At a recent Indiana Artisans show, she was surprised by how many people walked into her booth thinking her pieces were paintings. She loved watching their faces change when they reached out and touched them.
“They have a physical reaction to touching my quilts. Their face would break out into a smile and they’d say, ‘My grandma used to quilt.’”
She said her challenge now, as she continues entering contemporary quilt shows, is to continue creating work that nobody has ever made before.
Adding another layer of complexity to the arts awards project is using pieces of the Constitutional Elm — the tree in Corydon under which delegates sat in 1816 to draft Indiana’s constitution. It succumbed to disease in 1925.
The IAC gave Redman a 19-by-9-by-inch hunk of the remaining wood.
“There’s a big spot in it that was either, bugs ate it or there was a branch … anyway, it’s a total void,” she said. She and her woodcutter talked for an hour just about how to cut it.

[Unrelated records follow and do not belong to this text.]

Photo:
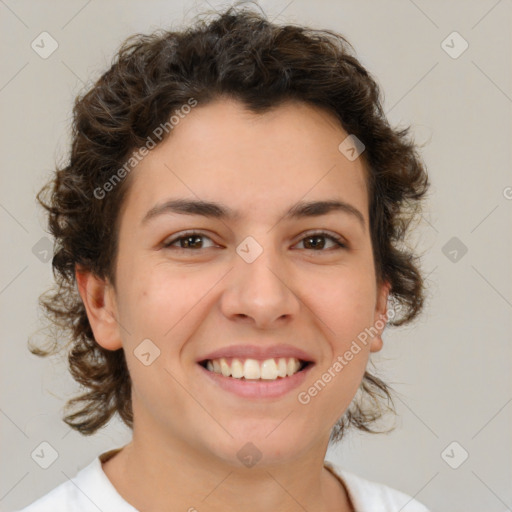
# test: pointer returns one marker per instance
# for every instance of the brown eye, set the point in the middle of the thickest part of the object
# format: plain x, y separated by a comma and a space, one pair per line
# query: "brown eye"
191, 240
316, 241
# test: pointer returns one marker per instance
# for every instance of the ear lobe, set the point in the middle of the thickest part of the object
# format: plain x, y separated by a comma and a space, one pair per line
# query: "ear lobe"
380, 316
98, 298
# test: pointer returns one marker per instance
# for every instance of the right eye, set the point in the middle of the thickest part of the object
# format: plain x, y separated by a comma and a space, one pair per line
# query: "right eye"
188, 240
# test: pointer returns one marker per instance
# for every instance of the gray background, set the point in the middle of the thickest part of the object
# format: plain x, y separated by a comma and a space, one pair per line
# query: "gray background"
452, 367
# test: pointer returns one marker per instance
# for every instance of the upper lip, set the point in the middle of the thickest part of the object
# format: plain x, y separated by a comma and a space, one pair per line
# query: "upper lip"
258, 352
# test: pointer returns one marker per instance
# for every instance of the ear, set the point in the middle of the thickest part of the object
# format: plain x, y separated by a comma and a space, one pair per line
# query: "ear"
98, 297
380, 316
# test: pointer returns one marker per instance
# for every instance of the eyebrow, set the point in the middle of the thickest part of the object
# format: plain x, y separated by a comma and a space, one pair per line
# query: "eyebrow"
211, 209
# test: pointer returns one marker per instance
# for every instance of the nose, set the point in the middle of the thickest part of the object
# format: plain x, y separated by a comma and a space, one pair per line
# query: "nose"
262, 292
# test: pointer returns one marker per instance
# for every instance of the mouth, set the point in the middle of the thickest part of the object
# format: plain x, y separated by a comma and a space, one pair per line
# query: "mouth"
272, 369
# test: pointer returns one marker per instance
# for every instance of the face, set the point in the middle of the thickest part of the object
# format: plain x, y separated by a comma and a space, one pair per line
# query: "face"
258, 279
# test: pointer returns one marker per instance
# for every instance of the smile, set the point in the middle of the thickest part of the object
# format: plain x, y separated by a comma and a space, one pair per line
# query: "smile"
253, 369
251, 378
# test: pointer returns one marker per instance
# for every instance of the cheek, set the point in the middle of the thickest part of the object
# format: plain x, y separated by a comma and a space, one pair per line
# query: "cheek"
345, 303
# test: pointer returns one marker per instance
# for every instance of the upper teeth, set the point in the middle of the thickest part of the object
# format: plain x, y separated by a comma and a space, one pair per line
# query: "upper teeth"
254, 369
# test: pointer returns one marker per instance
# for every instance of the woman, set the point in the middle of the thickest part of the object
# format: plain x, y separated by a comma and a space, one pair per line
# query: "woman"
229, 231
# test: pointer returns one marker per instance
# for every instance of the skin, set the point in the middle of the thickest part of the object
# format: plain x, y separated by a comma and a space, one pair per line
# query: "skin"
187, 432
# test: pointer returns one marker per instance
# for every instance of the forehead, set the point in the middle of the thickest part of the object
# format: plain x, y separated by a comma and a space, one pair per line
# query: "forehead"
254, 163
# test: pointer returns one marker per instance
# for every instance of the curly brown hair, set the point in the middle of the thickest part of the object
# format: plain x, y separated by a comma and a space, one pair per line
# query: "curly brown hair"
238, 54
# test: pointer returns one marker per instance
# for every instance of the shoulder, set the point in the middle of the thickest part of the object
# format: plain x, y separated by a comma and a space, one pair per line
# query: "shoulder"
367, 494
89, 491
65, 497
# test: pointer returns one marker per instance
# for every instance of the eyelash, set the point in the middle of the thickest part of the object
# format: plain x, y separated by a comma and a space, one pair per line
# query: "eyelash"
336, 239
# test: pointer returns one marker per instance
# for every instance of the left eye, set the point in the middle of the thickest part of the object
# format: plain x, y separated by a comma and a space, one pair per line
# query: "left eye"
193, 240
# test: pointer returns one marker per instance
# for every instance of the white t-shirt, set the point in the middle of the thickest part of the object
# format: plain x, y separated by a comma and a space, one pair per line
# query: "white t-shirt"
91, 491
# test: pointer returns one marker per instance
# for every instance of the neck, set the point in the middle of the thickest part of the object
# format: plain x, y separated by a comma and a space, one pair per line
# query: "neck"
177, 476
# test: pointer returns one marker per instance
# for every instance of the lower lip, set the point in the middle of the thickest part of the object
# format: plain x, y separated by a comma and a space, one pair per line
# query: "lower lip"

She’d like to sew a square onto each quilt using a design similar to what Miami Nation Indian women would use to make wreaths honoring their ancestors.
She thinks all the Hoosier symbolism of her design won’t be lost on the recipients.
“Since they are from Indiana, I really think they’re going to like that they’re fabric, textiles, and it’s not paint or oil or limestone. … If they were from Illinois or Florida, they might think, ‘Why did they give me this fabric thing?’ But they’re from Indiana. Their moms and grandmas quilted.
“On stage, I think it will be fun to watch them touch it.”